On Thursday, April 26, 2012, Workshop Architects Inc., brought their first drafts of possible Dive renovation plans to campus seeking student input.
“A few weeks ago, they came to Gustavus and ran through several brainstorming activities with the Dive committee and several other students with interest in the project. Last Thursday, they were back with three different conceptual designs for the Dive,” Junior David Buckley, a member of the Dive committee, said.
The blueprints the architects brought to campus were based on meetings that involved the Dive committee, which is an open group of students, faculty and the members of other organizations such as Campus Activities Board, Proclaim,
Student Senate and Big Partner Little Partner.

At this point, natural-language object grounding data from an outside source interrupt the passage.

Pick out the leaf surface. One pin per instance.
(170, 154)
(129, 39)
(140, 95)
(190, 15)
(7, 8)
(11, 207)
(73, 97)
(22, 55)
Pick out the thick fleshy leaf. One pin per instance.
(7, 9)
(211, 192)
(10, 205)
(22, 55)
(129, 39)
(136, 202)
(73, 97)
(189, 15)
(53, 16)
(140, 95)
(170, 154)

The open forum took place on Thursday 4:00 to 7:30 p.m. in the Dive.
“The session was so fun. There were about seventy students off and on,” Senior and Student Senate Co-President Jen Fox, also a member of the Dive committee, said.
Students could offer their input on the three proposed designs at the meeting.

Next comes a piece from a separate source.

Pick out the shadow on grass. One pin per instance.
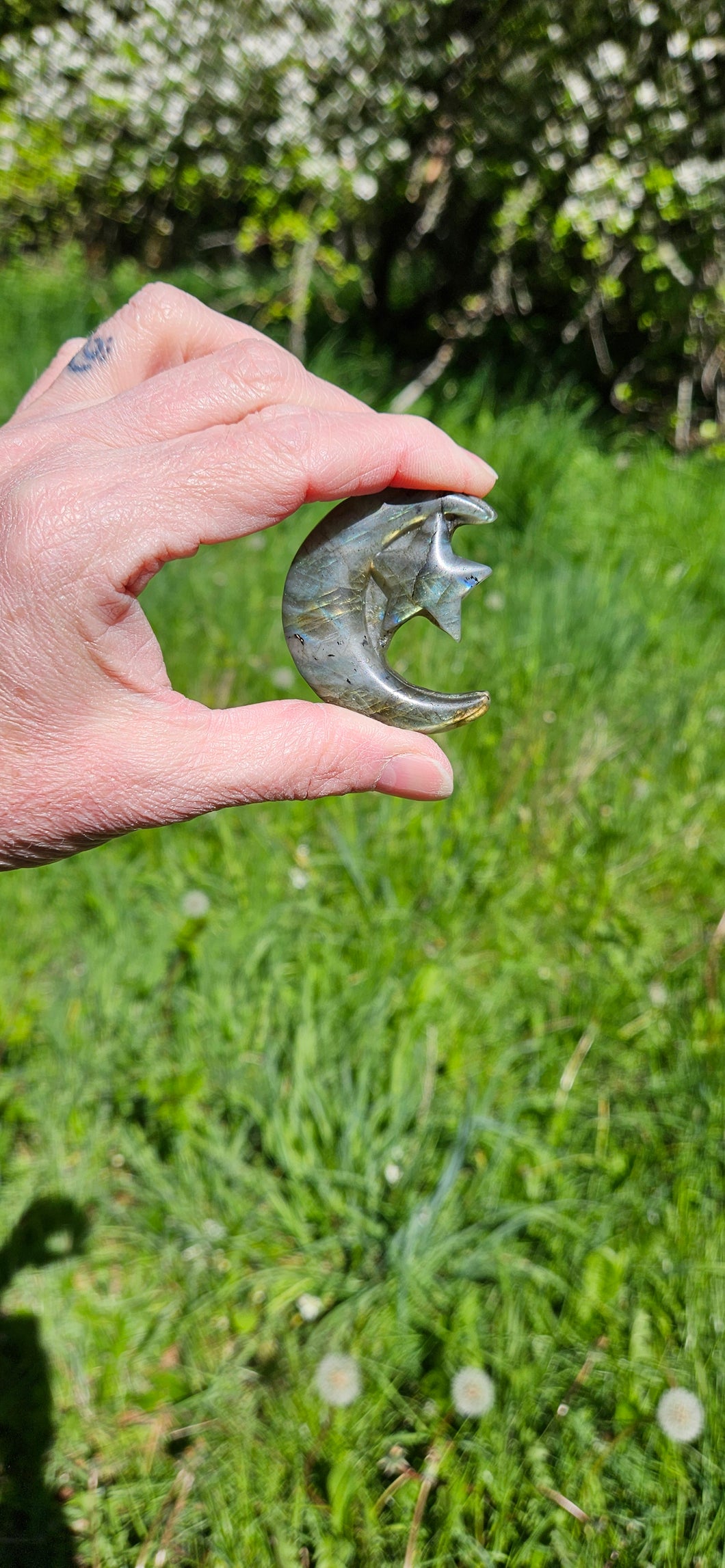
(34, 1532)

Now that the architects have heard the input of the student body, they will go back to work and present the final design some time before graduation.
“In the end, there was strong consensus for
how the refined concept should be further
developed. Also, students began the process of defining what the character of the space should be—what it should feel like. The process used words, pictures, colors and textures to create a collage that we call a ‘Character Map.’ Our next step is to develop a refined design concept, budget and timeline,” Jan Van Den Kiebloom, one of the architects working on the project, said.
The two main forces behind the Dive project have been Fox and fellow Senior and Student Senate Co-President Nick Prince. As both are graduating this year, having younger students such as First-year Joe Thayer and Buckley involved in the project was vital.
“I intend to see the project through,” Thayer said.
After the architects present their completed design, budget discussions and construction planning will begin. Thayer hopes the project will be done by next spring, but it is contingent upon many factors, not the least of which is deciding on a budget. At this point, it is expected to cost between 1.5 million dollars and 4 million dollars.
“Depending on the financing and budget, it will [possibly] be a tiered system, a major overhaul followed by add-ons. If the administration can agree on a renovation time this summer, the majority of the construction would be completed by spring, and renovations could be added as money and time allow,” Thayer said.